Is your fiction story a cover up for the things roaming around inside you like a beast? or is it non-fiction? It is known, “A writer is all over their work.” True, we who write, can not hide. We spread our baggage from chapter one to the last page. 
Would it be best to chain the demons with Prozac, and stick them away in a closet…hide them from the world of the living, and smile like a clown?
A good writer will turn on the demons, enslave them, and  pave a path of glory with their threats…to master them, and become a great writer. Here are just a few who have done just that;

*Frank Kafka; *Author of  _The Trial, _and _The Castle. _If this great writer had not been paranoid, with his bag full of contempt for authority, well, he may have just been a school bus driver, or a plumber.
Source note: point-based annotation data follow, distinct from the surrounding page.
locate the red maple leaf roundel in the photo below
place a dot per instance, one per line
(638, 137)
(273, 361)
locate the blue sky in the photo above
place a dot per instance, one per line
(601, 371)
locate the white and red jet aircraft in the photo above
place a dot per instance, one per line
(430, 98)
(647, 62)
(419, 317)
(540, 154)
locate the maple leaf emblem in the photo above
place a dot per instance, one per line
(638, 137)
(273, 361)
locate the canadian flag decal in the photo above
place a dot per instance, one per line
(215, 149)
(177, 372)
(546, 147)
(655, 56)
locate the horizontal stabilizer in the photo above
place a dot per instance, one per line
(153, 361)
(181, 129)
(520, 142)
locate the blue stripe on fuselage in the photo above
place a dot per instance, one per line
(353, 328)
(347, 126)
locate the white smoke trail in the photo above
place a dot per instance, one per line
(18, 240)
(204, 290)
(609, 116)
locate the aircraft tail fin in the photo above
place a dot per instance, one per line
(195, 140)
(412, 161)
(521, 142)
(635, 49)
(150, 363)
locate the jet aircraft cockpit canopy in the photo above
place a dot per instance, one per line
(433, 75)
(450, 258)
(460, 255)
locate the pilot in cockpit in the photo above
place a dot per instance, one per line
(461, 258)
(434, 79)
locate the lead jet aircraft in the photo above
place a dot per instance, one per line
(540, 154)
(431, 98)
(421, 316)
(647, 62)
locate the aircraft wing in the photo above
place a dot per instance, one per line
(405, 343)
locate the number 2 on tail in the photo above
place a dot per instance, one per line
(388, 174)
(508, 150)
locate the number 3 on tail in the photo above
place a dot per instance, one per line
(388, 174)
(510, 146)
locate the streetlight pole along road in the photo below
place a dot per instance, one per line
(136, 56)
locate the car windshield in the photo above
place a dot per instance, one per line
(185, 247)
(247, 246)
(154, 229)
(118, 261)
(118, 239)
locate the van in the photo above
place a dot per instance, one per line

*Ernest Hemingway:  *One of the authors we all have looked to, a master of tight-prose. What if he had been as normal as Johnny Apple Seed? 
There is no need to list his great works. His demons fought daily in their efforts to escape him…he kept them working. He once said,  "I write with my own blood."

*Sylvia Plath:  *The darling of the publishing industry. The great writer was bipolar her entire life. Her greatest work, _The Bell Jar., _written between suicide attempts, and confessional poetry.  If she had been normal, perhaps she would have been an unknown dress designer.

*We all have demons we hide. *When we write we fill the pages of our work with them, and hide it as fiction. Must we keep the demons alive? No…just the memory of them. Others will ask, “How is it your characters seem alive. They jump off the pages as if real?”  You may reply as Hemingway did…“I write with my own blood.”


----------



## cassie30 (Dec 11, 2014)

I never knew that so many other writers suffered so.


----------



## Apex (Dec 11, 2014)

cassie30 said:


> I never knew that so many other writers suffered so.




There are two separate peoples on this earth darling…the wheat, and the tares.


----------



## interactive (Dec 22, 2014)

Some get the passion done with sweet water  some with blood .
the end result may look the same .


----------



## Revolution (Dec 27, 2014)

Apex said:


> *Frank Kafka; *Author of  _The Trial, _and _The Castle. _If this great writer had not been paranoid, with his bag full of contempt for authority, well, he may have just been a school bus driver, or a plumber.



Kafka was absolutely right in his paranoia. He feared people would not like him because he was Jewish.  He died an early death.  The woman he loved was gassed in Auschwitz.  Sometimes there is mental illness, but other times there is a highly sensitive awareness.


----------



## ccbrownlee (Dec 29, 2014)

My literature teacher always said that most writers had skeletons in their closets. She was right; but then again, everyone has secrets they pack away from the world. Writers just have the talent and ability to take their shortcomings, mistakes, and issues and turn them into works of art. I think this is why it doesn't matter if you enjoy reading or not, everyone has a special type of admiration and respect for writers, composers, and other constructive artists. You provided a great list of men and women who took their struggles and created beautiful works of art.


----------